In a recent project, named SEALAB, a novel marine vehicle has been developed. Its main characteristic is the presence of special skid surfaces surfing over rough water. A suspension system controls the vertical motion of the skid, softening the sequential impacts and vibrations induced by the water, similarly to a wheeled vehicle in off-road trials. The hull-skid-suspension set is modelled by prototypical equations. The system undergoes special regimes when the vessel speed at sea is varied. In particular, for some combinations of the forward speed and sea-state, the skid still maintains the contact with the water. In other navigation conditions the skid indeed jumps out the water with a complete different average transmitted force and vibration characteristics of  the hull. This paper presents a theory that outlines these phenomena identifying conditions that lead to the jumping skid condition.
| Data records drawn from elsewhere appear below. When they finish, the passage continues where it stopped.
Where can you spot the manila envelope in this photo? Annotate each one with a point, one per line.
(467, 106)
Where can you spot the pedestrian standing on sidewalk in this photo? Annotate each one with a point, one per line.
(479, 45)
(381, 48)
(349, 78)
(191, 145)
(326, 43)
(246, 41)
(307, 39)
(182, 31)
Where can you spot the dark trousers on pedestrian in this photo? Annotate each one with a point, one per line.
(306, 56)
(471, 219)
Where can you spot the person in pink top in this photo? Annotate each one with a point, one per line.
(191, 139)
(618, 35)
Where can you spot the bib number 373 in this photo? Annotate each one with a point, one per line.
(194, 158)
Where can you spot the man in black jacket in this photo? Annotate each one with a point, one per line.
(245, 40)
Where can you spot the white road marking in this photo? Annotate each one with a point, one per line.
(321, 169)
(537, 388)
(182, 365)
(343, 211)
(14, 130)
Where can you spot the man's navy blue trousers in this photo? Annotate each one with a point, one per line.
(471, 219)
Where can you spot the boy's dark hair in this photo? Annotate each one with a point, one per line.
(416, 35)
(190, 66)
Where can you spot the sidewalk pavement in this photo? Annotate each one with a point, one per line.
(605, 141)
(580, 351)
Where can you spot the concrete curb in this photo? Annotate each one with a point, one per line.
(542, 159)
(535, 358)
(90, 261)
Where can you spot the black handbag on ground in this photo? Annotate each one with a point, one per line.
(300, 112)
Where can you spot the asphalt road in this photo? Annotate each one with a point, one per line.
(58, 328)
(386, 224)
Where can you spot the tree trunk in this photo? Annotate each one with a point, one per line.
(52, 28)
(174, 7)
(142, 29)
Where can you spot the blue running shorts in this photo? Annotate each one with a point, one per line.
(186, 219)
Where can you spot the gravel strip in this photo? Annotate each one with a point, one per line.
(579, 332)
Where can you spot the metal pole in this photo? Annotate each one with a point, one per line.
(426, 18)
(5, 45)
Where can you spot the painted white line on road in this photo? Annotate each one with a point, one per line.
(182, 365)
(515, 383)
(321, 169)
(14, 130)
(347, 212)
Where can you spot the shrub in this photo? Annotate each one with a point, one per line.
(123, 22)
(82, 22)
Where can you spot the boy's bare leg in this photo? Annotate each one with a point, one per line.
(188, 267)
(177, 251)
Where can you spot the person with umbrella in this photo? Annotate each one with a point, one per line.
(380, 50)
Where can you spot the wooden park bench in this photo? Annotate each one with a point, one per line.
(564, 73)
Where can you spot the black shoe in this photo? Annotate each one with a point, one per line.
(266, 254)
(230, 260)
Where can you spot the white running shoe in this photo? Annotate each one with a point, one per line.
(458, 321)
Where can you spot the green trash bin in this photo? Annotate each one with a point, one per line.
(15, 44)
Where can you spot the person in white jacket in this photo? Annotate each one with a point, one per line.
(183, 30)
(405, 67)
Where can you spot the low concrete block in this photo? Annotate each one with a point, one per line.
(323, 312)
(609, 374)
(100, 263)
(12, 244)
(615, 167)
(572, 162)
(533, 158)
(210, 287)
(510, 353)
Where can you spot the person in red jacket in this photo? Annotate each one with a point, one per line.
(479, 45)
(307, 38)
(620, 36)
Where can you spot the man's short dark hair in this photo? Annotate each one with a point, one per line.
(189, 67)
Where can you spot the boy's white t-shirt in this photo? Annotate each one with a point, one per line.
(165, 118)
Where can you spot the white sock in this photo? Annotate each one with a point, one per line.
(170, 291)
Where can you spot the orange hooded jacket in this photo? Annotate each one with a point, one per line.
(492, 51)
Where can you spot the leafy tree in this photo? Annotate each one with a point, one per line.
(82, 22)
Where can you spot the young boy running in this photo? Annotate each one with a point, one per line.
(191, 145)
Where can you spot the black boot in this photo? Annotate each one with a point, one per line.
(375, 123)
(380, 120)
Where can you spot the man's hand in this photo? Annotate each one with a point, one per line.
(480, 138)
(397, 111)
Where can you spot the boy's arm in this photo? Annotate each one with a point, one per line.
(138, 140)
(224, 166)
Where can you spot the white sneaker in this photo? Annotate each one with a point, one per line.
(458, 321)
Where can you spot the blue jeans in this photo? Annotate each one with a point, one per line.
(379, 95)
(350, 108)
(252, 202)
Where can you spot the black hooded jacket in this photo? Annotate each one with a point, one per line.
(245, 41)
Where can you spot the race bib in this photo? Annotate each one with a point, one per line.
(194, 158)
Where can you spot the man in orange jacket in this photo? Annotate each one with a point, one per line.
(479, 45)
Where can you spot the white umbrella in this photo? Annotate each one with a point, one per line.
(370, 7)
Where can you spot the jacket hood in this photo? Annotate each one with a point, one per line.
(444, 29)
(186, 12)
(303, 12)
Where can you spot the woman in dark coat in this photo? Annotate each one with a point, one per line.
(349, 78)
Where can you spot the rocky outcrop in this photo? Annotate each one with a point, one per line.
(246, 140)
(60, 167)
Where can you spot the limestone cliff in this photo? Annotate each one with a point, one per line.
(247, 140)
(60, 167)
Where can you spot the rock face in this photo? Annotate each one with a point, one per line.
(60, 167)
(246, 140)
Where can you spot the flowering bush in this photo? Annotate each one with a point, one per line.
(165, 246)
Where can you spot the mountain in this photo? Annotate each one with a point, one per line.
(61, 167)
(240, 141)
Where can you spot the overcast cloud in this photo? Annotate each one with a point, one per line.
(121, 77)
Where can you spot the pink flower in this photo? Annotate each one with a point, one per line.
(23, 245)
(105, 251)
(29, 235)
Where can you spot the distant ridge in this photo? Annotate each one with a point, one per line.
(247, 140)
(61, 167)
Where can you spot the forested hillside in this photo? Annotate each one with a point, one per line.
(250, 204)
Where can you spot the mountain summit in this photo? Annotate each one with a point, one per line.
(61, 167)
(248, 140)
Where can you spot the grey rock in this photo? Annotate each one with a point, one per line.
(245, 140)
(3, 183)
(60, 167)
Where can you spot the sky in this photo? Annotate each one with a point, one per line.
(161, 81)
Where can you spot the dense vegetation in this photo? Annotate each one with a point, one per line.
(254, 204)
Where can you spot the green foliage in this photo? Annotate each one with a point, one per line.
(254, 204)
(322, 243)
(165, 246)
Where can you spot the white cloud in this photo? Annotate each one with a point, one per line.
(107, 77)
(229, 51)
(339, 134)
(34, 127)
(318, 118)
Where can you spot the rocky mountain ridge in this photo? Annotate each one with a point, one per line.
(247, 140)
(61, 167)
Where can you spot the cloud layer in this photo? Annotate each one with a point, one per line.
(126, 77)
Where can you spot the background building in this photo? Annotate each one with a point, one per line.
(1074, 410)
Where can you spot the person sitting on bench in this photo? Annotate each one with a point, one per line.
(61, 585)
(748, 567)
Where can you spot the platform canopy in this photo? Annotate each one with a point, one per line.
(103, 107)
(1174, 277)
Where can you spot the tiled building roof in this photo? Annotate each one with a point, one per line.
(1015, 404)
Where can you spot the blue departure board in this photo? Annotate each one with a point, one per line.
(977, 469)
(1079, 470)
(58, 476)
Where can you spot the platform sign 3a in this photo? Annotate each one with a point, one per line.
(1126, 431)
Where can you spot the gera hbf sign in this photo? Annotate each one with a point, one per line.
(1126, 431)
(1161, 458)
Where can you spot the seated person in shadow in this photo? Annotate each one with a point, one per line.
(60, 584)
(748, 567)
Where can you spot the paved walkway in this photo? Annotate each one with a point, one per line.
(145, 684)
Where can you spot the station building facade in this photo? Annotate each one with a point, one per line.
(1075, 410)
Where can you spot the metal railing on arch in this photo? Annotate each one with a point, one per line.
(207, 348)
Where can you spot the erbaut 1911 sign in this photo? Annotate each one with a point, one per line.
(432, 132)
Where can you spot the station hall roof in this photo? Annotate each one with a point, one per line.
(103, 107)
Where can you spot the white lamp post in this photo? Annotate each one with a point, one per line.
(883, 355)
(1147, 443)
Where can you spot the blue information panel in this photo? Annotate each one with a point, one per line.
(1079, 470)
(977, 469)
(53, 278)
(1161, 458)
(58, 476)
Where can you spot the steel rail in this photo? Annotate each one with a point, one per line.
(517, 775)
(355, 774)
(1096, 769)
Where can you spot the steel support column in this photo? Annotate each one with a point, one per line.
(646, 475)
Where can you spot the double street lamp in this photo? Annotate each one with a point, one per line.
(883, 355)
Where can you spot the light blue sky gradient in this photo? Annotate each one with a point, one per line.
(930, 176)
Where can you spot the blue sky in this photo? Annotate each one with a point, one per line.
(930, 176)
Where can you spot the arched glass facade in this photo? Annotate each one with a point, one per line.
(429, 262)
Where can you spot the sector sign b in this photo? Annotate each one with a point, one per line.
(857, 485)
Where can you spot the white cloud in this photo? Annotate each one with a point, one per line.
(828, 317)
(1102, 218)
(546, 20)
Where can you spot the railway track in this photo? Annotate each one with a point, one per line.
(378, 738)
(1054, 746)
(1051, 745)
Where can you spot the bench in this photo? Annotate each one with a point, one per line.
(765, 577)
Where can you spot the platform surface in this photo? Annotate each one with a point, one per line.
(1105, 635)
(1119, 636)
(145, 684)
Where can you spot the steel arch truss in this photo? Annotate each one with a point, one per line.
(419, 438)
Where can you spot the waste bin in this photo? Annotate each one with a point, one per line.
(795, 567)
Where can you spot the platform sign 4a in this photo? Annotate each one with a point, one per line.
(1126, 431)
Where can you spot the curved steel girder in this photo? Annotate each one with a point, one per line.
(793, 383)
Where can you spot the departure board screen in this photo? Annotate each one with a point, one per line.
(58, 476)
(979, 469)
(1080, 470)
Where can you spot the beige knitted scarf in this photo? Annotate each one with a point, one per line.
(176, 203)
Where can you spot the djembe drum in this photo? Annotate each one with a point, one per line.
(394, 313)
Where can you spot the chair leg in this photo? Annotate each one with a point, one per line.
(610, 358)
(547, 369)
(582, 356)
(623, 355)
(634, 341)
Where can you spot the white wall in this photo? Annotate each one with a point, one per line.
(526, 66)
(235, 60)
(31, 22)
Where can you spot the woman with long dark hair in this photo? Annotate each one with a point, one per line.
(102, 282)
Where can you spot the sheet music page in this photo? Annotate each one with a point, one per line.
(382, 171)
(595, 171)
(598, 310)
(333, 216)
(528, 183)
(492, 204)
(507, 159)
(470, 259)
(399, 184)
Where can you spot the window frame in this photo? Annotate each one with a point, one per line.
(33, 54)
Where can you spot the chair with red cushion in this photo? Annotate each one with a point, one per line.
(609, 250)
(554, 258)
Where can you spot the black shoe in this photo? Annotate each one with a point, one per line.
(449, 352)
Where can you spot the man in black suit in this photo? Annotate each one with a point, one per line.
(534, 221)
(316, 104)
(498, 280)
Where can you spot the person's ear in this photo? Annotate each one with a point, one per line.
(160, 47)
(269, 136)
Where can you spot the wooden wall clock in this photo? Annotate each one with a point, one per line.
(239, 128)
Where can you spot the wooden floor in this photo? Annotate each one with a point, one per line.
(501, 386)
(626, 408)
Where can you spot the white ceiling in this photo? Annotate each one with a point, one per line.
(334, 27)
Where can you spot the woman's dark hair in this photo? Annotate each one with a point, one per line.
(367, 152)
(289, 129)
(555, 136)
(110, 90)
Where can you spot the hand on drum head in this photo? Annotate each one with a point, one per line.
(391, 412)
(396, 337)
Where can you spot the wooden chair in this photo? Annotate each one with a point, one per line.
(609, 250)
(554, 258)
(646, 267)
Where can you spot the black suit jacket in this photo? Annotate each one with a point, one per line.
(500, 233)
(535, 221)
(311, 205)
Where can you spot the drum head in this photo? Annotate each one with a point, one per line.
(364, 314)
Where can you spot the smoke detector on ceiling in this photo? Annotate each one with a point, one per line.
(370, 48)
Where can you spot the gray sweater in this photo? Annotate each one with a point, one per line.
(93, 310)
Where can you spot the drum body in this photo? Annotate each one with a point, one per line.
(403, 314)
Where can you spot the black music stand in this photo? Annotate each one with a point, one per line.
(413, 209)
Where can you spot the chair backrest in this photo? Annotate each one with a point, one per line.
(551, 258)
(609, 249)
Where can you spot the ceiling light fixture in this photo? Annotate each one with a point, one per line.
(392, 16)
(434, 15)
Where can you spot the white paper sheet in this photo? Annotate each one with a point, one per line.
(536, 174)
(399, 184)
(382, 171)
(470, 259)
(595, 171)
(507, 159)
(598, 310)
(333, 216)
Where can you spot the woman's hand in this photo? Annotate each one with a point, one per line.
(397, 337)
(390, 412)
It appears that the global picture of the vessel response can be represented as follows: below a certain sea-state threshold (in terms of wind speed) and whatever the vessel speed, the jumping condition never appears; if this threshold is passed, then two vessel critical speeds emerge: the lower critical speed, beyond which the skid jumps out the water and an intermittent water-skid contact takes place, and a higher critical speed, passed the which, the jumping ceases and again a continuous water-skid contact stabilizes again.

Numerical simulation confirms this picture, named skid fluttering.